Example query: A chromosome 22 query to investigate the presence of snps in conserved noncoding regions near genes.

Rationale: If snps can contribute to changes in gene expression, then snps in conserved regions should be stronger candidates than those in nonconserved regions for having an effect on gene expression.

Methods: This query was formulated as a series of requests for all entries within an individual field. After that information was collected the history tool was used to find the intersection of some fields and to subtract the overlap between other fields.

Query:

Step 1
Start with the query form. Choose all genes by selecting all the choices under "Type".
Note- you could also select "Query all genes" at the top of the section for Genes.
Under Range select chr22. Type "genes" in the Query description box above the Submit Query button. Click Submit Query. (*Found 780 ranges)
Step 2
Click on the Query form button at the top of the page to begin a new query. Limit the alignments to gap free segments 100 bp in length and 70% or more in identity, by entering 100 for Minimum length and 70 for Minimum identity. Under Range select chr22. Type "alignments" in query description box. Click Submit Query. (*Found 4763 ranges)
Step 3
Click on the Query form button at the top of the page to begin a new query. Under the SNPs section choose "Query all SNPs". Type "SNPs" in the query description box. Under Range select chr22. Click Submit Query. (*Found 27035 ranges)
Step 4
Use history page to limit alignments by proximity to genes request alignments in proximity of 2000 bp to genes. Click on the "History page" button at the top of the page. In the first text box under proximity enter the query number from the top section that is next to the alignments query. Click the lie within button and enter 2000 in the text box following the button. Enter the query number for the genes query in the text box following "an region in subquery number". Type "alignments near genes" in the description of compound query box. Click "Submit compound query". (*Found 3854 ranges)
Step 5
Use history page to remove alignments that fall within genes by subtraction. Click on the history page button. Next choose the alignments near genes and the genes queries, by clicking on their check boxes. Under Compound queries select the radio button "SUBTRACTION later - earlier query". Type "alignments near but not in genes" in the description of compound query box. Click "Submit compound query". (*Found 141 ranges)
Step 6
Use history page to find SNPs that overlap the alignments that are left. Click on history page button. Next choose the queries SNPs and alignments near but not in genes. Click on the INTERSECTION radio button. Select "Genome Browser user track" under Format of output. Type "example query" in the description of compound query box. Click "Submit compound query". (*Found 11 ranges)

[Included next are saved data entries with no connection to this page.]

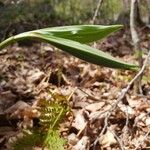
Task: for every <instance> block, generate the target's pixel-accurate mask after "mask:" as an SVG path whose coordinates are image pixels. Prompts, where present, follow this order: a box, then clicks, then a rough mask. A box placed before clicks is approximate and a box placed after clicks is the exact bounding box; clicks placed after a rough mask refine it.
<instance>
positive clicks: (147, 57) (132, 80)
mask: <svg viewBox="0 0 150 150" xmlns="http://www.w3.org/2000/svg"><path fill="white" fill-rule="evenodd" d="M149 57H150V51H149V53H148V55H147V57H146V59H145V60H144V63H143V66H142V68H141V69H140V71H139V72H138V73H137V74H136V76H135V77H134V78H133V79H132V80H131V81H130V82H129V84H128V86H127V87H126V88H125V89H123V90H122V92H121V94H120V96H119V97H118V99H117V101H116V102H115V103H114V104H113V105H112V107H111V108H110V110H108V111H107V113H106V117H105V120H104V127H103V129H102V131H101V133H100V134H99V136H98V137H97V139H96V140H95V142H94V145H93V147H94V148H93V149H94V150H96V145H97V142H98V141H99V138H100V137H101V136H102V135H103V134H104V132H105V131H106V129H107V127H108V120H109V118H110V116H111V114H112V112H113V111H114V110H115V108H116V107H117V106H118V104H119V102H121V101H122V100H123V98H124V97H125V95H126V94H127V92H128V91H129V89H130V87H131V85H132V84H133V83H134V82H135V81H136V80H137V79H138V78H139V76H140V75H141V74H143V72H144V69H145V67H146V64H147V63H148V59H149ZM100 114H101V113H100ZM100 114H99V115H97V117H99V116H100ZM96 119H97V118H96Z"/></svg>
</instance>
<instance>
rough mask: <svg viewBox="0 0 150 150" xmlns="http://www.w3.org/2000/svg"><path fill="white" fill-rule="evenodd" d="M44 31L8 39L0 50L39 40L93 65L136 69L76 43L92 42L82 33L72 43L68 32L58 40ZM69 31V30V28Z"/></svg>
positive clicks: (11, 37) (69, 32) (90, 40)
mask: <svg viewBox="0 0 150 150" xmlns="http://www.w3.org/2000/svg"><path fill="white" fill-rule="evenodd" d="M66 28H67V27H66ZM55 29H56V28H55ZM60 29H62V30H63V29H64V28H63V27H60ZM45 30H46V29H41V30H35V31H30V32H25V33H22V34H18V35H16V36H14V37H10V38H9V39H7V40H5V41H3V42H2V43H0V49H2V48H4V47H6V46H7V45H9V44H11V43H13V42H16V41H19V40H24V39H39V40H42V41H45V42H48V43H50V44H51V45H53V46H56V47H57V48H59V49H61V50H63V51H66V52H68V53H70V54H72V55H74V56H76V57H78V58H80V59H82V60H85V61H88V62H90V63H93V64H97V65H102V66H105V67H110V68H120V69H137V68H138V67H137V66H136V65H132V64H128V63H125V62H123V61H121V60H118V59H116V58H114V57H112V56H111V55H109V54H107V53H104V52H102V51H100V50H97V49H95V48H92V47H90V46H87V45H84V44H81V43H79V42H76V41H78V40H79V39H78V38H77V37H78V36H79V37H81V38H80V39H81V41H82V42H83V43H84V42H89V41H92V38H91V39H90V40H89V39H86V40H85V41H84V37H85V35H86V34H81V33H84V32H81V33H80V32H78V33H80V34H78V36H75V37H74V40H76V41H72V40H70V39H72V37H71V32H69V33H70V34H68V32H67V34H65V36H66V37H69V38H68V39H65V38H60V37H58V36H54V35H55V34H52V33H51V32H46V31H45ZM52 30H54V28H52ZM66 30H67V29H66ZM70 30H71V28H70ZM42 31H43V32H42ZM89 33H90V32H88V34H87V35H90V34H89ZM67 35H68V36H67ZM91 35H93V32H92V33H91ZM101 37H102V36H100V37H97V38H95V39H98V38H101ZM77 39H78V40H77ZM79 41H80V40H79Z"/></svg>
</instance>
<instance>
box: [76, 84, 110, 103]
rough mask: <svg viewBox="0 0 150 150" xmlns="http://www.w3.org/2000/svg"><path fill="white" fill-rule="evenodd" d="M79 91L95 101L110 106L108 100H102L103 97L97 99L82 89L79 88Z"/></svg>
mask: <svg viewBox="0 0 150 150" xmlns="http://www.w3.org/2000/svg"><path fill="white" fill-rule="evenodd" d="M78 89H79V90H80V91H81V92H83V93H84V94H86V95H87V98H89V99H91V100H94V101H98V102H105V104H110V103H109V102H107V101H106V100H102V99H101V97H100V98H96V97H94V96H92V95H91V94H89V93H87V92H85V91H84V90H82V89H81V88H79V87H78Z"/></svg>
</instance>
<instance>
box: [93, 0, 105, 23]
mask: <svg viewBox="0 0 150 150" xmlns="http://www.w3.org/2000/svg"><path fill="white" fill-rule="evenodd" d="M102 2H103V0H99V1H98V4H97V7H96V10H95V12H94V16H93V19H92V21H91V23H92V24H94V23H95V20H96V17H97V15H98V11H99V9H100V7H101V5H102Z"/></svg>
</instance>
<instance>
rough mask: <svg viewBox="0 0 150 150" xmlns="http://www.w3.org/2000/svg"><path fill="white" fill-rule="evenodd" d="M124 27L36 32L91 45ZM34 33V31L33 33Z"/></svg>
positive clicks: (42, 31)
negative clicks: (117, 30) (90, 43)
mask: <svg viewBox="0 0 150 150" xmlns="http://www.w3.org/2000/svg"><path fill="white" fill-rule="evenodd" d="M122 27H123V26H122V25H110V26H102V25H74V26H62V27H53V28H45V29H40V30H36V31H35V32H37V33H42V34H43V33H44V34H48V35H51V36H55V37H60V38H65V39H70V40H73V41H77V42H80V43H90V42H94V41H97V40H100V39H102V38H104V37H106V36H108V35H109V34H111V33H112V32H115V31H117V30H119V29H121V28H122ZM33 32H34V31H33Z"/></svg>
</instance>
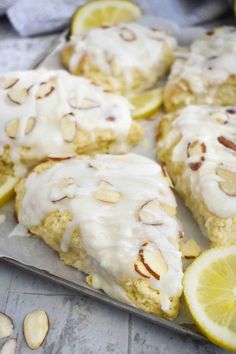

RESULTS: To interpret the results, click the UCSC Golden Path button and zoom out to identify the closest gene identified by Refseq or the Sanger Centre. The blastz alignment track and snps line up with the region covered by the query which is highlighted in a custom track.

  1. falls near a Sanger prediction (orientation ambiguous)
  2. falls within an intron of a homologue to glucuronidase, beta
  3. downstream of a Sanger gene
  4. upstream of a refseq hypothetical protein
  5. upstream of CST a sulfyltransferase; overexpressed in some renal carcinoma cell lines
  6. upstream of a gene predicted by Sanger
  7. a Sanger gene prediction
  8. upstream of TEF a bzip transcription factor that TSHB promoter whose expression corresponds temporally and spatially to the onset of TSHB gene expression
  9. upstream of a Sanger prediction
  10. downstream of SEP3, a GTPase upregulated in neuronal differentiation
  11. downstream of Sanger prediction
*NOTE the numbers in each category may change as we continue to update our information tables.